疏言顿了顿,片刻才回道:“有一年主上派兵去攻打一个尚未臣服的小国,因为兵力不够,就调借了临近一个城池的守卫兵力。”
梁语轻声道:“后来呢?”
“后来... ...”疏言涩然道,“未料妖兽趁机大举入侵,全城的人... ...都死了。

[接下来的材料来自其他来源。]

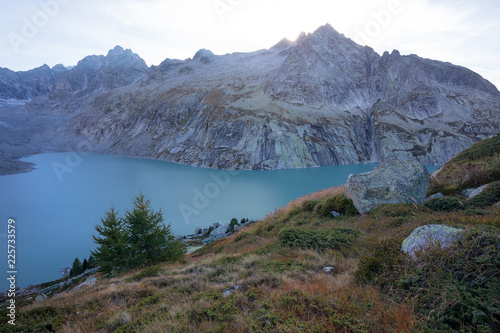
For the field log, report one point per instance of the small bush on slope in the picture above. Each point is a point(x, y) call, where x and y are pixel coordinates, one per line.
point(456, 288)
point(475, 166)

”
进则胜,退则败。
临于峭壁之端,焉能安然自若。
***
梁语和疏言赶回王城时,已是落日时分。
阮阮坐于高高的城门上,一见到他们的身影便兴高采烈地拼命摆手。
“主上~~白泽~~”
她唤了两声,待他们稍稍走近时才发现两人满身的血迹和疲惫的面容。
“你们怎么了?”阮阮声音一肃,背后一对翅膀凭空而现,带着她从容落到了梁语面前,“主上,你受伤了?”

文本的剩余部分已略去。